Mechanical Stimulation Improves Functional Recovery After Skeletal Muscle Injury In Rats
Hiroshi Fujimaki, MD, PhD 1; Eddy Rios BS 1; Nicole Ayres, BS 1; Taylor Harris, BS 1; Ryan Chen, BA 1; Christopher Zammitti, MS, BS 1; Giorgio Giatsidis, MD, PhD 1
1 UMass Chan Medical School Department of Surgery Division of Plastic Surgery
Introduction: Skeletal muscle injury (SMI) cause by trauma or surgery can result in permanent disability and loss of function.
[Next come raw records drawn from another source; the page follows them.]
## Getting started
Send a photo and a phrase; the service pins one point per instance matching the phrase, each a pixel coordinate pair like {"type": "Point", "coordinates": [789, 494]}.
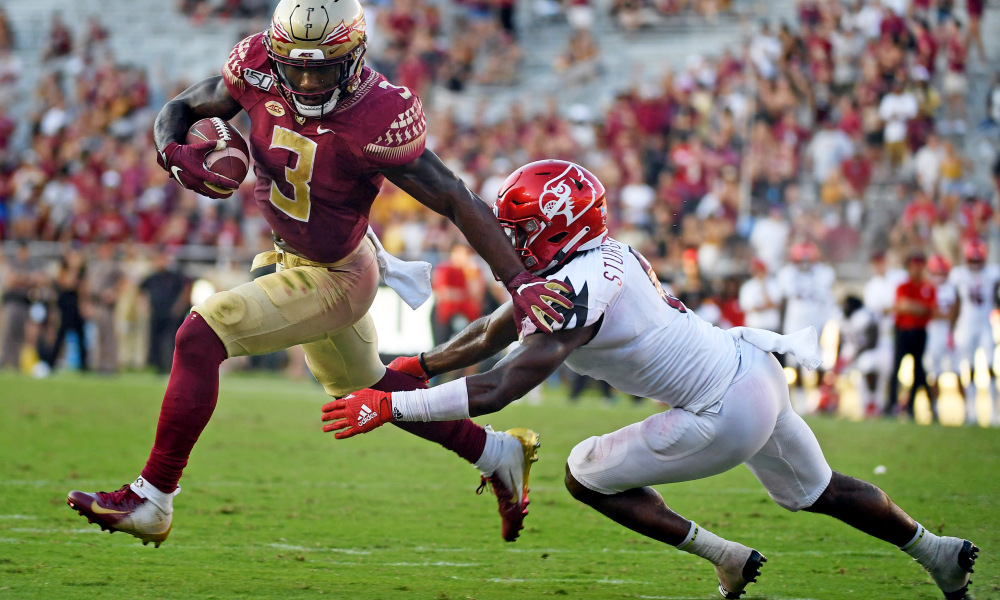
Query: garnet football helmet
{"type": "Point", "coordinates": [975, 251]}
{"type": "Point", "coordinates": [550, 209]}
{"type": "Point", "coordinates": [317, 49]}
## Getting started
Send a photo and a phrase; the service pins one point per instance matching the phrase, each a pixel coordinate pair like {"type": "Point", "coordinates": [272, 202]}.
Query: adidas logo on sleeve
{"type": "Point", "coordinates": [365, 414]}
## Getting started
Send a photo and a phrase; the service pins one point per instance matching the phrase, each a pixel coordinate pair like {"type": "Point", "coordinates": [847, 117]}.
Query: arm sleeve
{"type": "Point", "coordinates": [232, 70]}
{"type": "Point", "coordinates": [399, 135]}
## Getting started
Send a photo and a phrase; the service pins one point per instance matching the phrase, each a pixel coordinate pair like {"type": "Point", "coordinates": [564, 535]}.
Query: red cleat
{"type": "Point", "coordinates": [123, 510]}
{"type": "Point", "coordinates": [510, 481]}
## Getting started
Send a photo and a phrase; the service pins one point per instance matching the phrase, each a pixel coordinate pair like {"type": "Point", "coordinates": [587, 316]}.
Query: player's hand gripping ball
{"type": "Point", "coordinates": [213, 161]}
{"type": "Point", "coordinates": [231, 161]}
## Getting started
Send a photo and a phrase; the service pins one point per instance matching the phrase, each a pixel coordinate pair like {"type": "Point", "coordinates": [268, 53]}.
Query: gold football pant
{"type": "Point", "coordinates": [322, 306]}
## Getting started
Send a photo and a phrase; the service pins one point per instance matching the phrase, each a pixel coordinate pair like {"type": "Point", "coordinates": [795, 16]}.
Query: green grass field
{"type": "Point", "coordinates": [273, 508]}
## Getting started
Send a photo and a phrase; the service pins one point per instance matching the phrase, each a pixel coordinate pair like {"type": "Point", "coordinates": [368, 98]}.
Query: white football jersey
{"type": "Point", "coordinates": [975, 291]}
{"type": "Point", "coordinates": [809, 295]}
{"type": "Point", "coordinates": [648, 343]}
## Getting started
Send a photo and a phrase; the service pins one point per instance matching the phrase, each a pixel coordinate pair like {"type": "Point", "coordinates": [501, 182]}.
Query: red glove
{"type": "Point", "coordinates": [412, 366]}
{"type": "Point", "coordinates": [359, 412]}
{"type": "Point", "coordinates": [533, 297]}
{"type": "Point", "coordinates": [186, 164]}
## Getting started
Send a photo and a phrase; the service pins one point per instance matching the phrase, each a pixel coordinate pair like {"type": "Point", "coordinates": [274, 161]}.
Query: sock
{"type": "Point", "coordinates": [492, 453]}
{"type": "Point", "coordinates": [144, 489]}
{"type": "Point", "coordinates": [463, 437]}
{"type": "Point", "coordinates": [923, 547]}
{"type": "Point", "coordinates": [704, 543]}
{"type": "Point", "coordinates": [188, 403]}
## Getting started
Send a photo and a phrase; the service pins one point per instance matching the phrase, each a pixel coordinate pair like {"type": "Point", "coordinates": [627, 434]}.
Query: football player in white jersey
{"type": "Point", "coordinates": [729, 399]}
{"type": "Point", "coordinates": [858, 348]}
{"type": "Point", "coordinates": [879, 297]}
{"type": "Point", "coordinates": [976, 284]}
{"type": "Point", "coordinates": [940, 356]}
{"type": "Point", "coordinates": [807, 293]}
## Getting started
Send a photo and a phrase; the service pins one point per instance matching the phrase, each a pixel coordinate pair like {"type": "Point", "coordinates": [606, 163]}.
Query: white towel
{"type": "Point", "coordinates": [410, 279]}
{"type": "Point", "coordinates": [803, 344]}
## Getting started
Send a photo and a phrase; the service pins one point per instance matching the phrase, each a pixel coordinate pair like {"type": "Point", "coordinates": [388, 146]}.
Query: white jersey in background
{"type": "Point", "coordinates": [809, 296]}
{"type": "Point", "coordinates": [975, 291]}
{"type": "Point", "coordinates": [648, 343]}
{"type": "Point", "coordinates": [754, 297]}
{"type": "Point", "coordinates": [938, 354]}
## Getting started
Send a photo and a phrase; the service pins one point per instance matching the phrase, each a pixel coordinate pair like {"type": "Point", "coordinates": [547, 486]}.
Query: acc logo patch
{"type": "Point", "coordinates": [258, 79]}
{"type": "Point", "coordinates": [275, 108]}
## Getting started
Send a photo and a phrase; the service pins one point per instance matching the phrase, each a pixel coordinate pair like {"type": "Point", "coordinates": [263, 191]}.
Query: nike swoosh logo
{"type": "Point", "coordinates": [97, 509]}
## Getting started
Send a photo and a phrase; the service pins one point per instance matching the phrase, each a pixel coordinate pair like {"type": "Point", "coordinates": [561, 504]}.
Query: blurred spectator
{"type": "Point", "coordinates": [6, 31]}
{"type": "Point", "coordinates": [106, 284]}
{"type": "Point", "coordinates": [975, 8]}
{"type": "Point", "coordinates": [955, 82]}
{"type": "Point", "coordinates": [458, 291]}
{"type": "Point", "coordinates": [167, 293]}
{"type": "Point", "coordinates": [20, 276]}
{"type": "Point", "coordinates": [760, 298]}
{"type": "Point", "coordinates": [913, 309]}
{"type": "Point", "coordinates": [70, 285]}
{"type": "Point", "coordinates": [896, 110]}
{"type": "Point", "coordinates": [60, 39]}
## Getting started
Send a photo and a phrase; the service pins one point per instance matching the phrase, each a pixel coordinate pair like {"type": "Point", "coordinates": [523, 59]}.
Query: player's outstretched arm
{"type": "Point", "coordinates": [529, 365]}
{"type": "Point", "coordinates": [186, 162]}
{"type": "Point", "coordinates": [205, 99]}
{"type": "Point", "coordinates": [435, 186]}
{"type": "Point", "coordinates": [480, 340]}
Physical therapy is the current standard of care for SMI but long-term recovery of muscle strength has shown to be inadequate in severe SMI. Initial evidence suggests that in animals invasive mechanical stimulation can increase up to 3-fold the tetanic torque after SMI. Here, we hypothesized that mechanical stimulation can improve functional recovery after SMI by stimulating skeletal muscle regeneration and by mitigating fibrosis.
Materials and Methods: A standard excisional muscle injury (8mm) was created in the left Tibialis Anterior (TA) muscle of female adult (200-250 grams) Sprague Dawley rats (n= 10/group). Post-injury, animals were either followed up with no treatment (control group) or subjected to controlled mechanical stimulation of injured muscles (experimental group). Functional recovery was measured at 14 and 28 days post-injury (PID) by measuring the TA tetanic torque and the animals’ endurance on a treadmill run. At PID 28, samples of injured TAs were processed for histology (Masson) and immunohistochemistry (markers: MHC, Col-1) to measure myocyte/fibrosis percentage composition.
Results: At PID 28, the tetanic torque in the experimental group was significantly higher than in controls (73.1±19% of pre-injury baseline vs. 47.0±24%, p=0.014). Endurance on a treadmill run was also significantly higher in the experimental group compared to controls (98.0±58% of pre-injury baseline vs. 40.6±35%; P=0.014) at the same timepoint.At histology, the treatment group showed less fibrosis and more myocyte percentage composition.
Conclusion: In rats, mechanical stimulation promotes improves functional recovery after skeletal muscle injury. Validation of these findings in large animal models and in humans might help develop novel treatment for patients with muscle injuries caused by trauma or surgery.